In other words – Microsoft is very unlikely to lose your current data due to an outage or natural disaster and you / your users have methods to recover recently deleted emails and documents.
What Microsoft Doesn’t Protect
At this point, especially if you’re an SMB, you might think that the above features provide good enough protection for your needs. However, it’s important to think about reasons you might need to augment this native data protection.
The most obvious one is regulations – these seem to be more and more prevalent in many jurisdictions around the globe (GDPR in Europe, CCPA in California etc.) and affect more businesses. There may be a requirement for your business not only to protect current data against attacks or loss but also be able to “go back in time” and have point in time copies of your data, sometimes going back many years. There might also be a business need or policy that mandates that certain data must be retained for a long time.
Another consideration is the ease of restoring documents. Training users and help desk personnel in how to use the built-in tools to “get stuff back” quickly and efficiently is not easy, third party solutions generally have UIs that are much easier to use.
Another key point is having a copy outside of the system itself. In the past, the general rule for backups was 3 – 2 – 1, have three copies of your critical data on at least two different media types (hard drive and tape), with at least one copy offsite. Storing a copy of your data in a completely separate system, perhaps even a different cloud provider, gives you some protection against a large-scale issue in Microsoft 365.
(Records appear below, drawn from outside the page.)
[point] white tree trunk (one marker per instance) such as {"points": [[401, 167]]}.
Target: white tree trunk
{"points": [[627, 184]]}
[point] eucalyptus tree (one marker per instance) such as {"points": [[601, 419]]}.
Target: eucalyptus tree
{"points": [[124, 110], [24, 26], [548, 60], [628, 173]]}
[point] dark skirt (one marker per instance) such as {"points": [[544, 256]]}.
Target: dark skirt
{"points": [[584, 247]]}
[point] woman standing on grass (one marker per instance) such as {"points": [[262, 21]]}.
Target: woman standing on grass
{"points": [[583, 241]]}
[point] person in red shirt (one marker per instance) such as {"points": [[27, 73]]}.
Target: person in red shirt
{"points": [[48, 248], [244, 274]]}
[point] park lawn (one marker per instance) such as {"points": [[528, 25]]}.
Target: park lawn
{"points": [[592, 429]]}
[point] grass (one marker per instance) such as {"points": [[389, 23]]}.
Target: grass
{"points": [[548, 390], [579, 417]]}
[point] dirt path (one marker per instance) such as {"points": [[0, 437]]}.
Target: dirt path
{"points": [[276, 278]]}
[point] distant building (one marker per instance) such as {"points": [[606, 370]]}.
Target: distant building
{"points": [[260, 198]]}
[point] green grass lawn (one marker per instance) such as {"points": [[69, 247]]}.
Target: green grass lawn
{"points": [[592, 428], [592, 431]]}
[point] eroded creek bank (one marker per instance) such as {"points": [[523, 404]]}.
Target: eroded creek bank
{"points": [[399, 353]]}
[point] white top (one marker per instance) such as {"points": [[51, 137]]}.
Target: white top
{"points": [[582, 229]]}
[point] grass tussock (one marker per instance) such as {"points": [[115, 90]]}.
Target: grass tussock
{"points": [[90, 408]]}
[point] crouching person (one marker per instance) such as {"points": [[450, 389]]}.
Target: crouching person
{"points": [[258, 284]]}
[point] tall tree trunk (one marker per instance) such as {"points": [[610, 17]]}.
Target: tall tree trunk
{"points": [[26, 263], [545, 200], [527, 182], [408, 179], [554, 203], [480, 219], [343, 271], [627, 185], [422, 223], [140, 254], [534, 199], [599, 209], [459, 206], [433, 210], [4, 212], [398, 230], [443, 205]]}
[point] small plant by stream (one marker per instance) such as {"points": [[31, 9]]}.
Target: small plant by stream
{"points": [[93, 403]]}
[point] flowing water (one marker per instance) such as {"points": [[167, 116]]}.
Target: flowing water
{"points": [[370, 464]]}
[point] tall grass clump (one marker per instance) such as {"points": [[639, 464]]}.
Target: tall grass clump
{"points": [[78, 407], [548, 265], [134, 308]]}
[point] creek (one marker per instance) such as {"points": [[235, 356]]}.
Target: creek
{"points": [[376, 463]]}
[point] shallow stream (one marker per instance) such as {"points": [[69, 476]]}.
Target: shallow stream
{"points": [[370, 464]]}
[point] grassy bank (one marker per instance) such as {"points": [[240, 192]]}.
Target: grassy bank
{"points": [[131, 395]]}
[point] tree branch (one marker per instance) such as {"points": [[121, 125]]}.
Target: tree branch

The most common type of cybercrime today is ransomware attacks where criminals infiltrate your network and monitor normal operations. Often, they’ll corrupt or encrypt your backups for a while before launching the attack that’ll encrypt all your production data, followed by a ransomware demand, tailored to your organization’s annual revenue (what you’re able to pay). If you’re going for a third-party solution, make sure it has protections in place to ensure that the backed-up data isn’t easily corrupted or encrypted.
To add further incentive for you to pay hackers will also frequently exfiltrate your data before encrypting it so that if you refuse to pay, they’ll release sensitive information publicly. There have been many high-profile examples of these attacks in the news over the last few years, and no business is safe from these lowlifes. Having a backup of all your Microsoft 365 data in a separate location will seem like a lifesaving idea, if you find your business has been ransomed.
There’s also the consideration of access to your data during an Office 365 outage – there has been several high-profile situations over the last few years and being able to access past messages and documents can mitigate the business impact of prolonged downtime.
These and other, business specific needs might push you towards a third-party Office 365 backup solution such as Altaro Office 365 Backup. Be aware that there’s no Application Programming Interface (API) for backup products to “talk to” Office 365 so all solutions are using a workaround to achieve their goals. Look for a cloud-based SaaS solution, you definitely don’t want to provision storage etc. on premises just to house your backup data.
Backup is one of the least “sexy” aspects of IT, it’s boring and mundane but not paying it sufficient attention can create an RGE (Resume Generating Event). In other words, making sure that your company’s most precious data is sufficiently protected against human error, malicious attacks or natural disasters is crucial. Familiarize yourself with the built-in options, how to use them and how to help your users recover from a wrong keystroke and then weigh your needs carefully and invest in a good third party Office 365 Backup solution.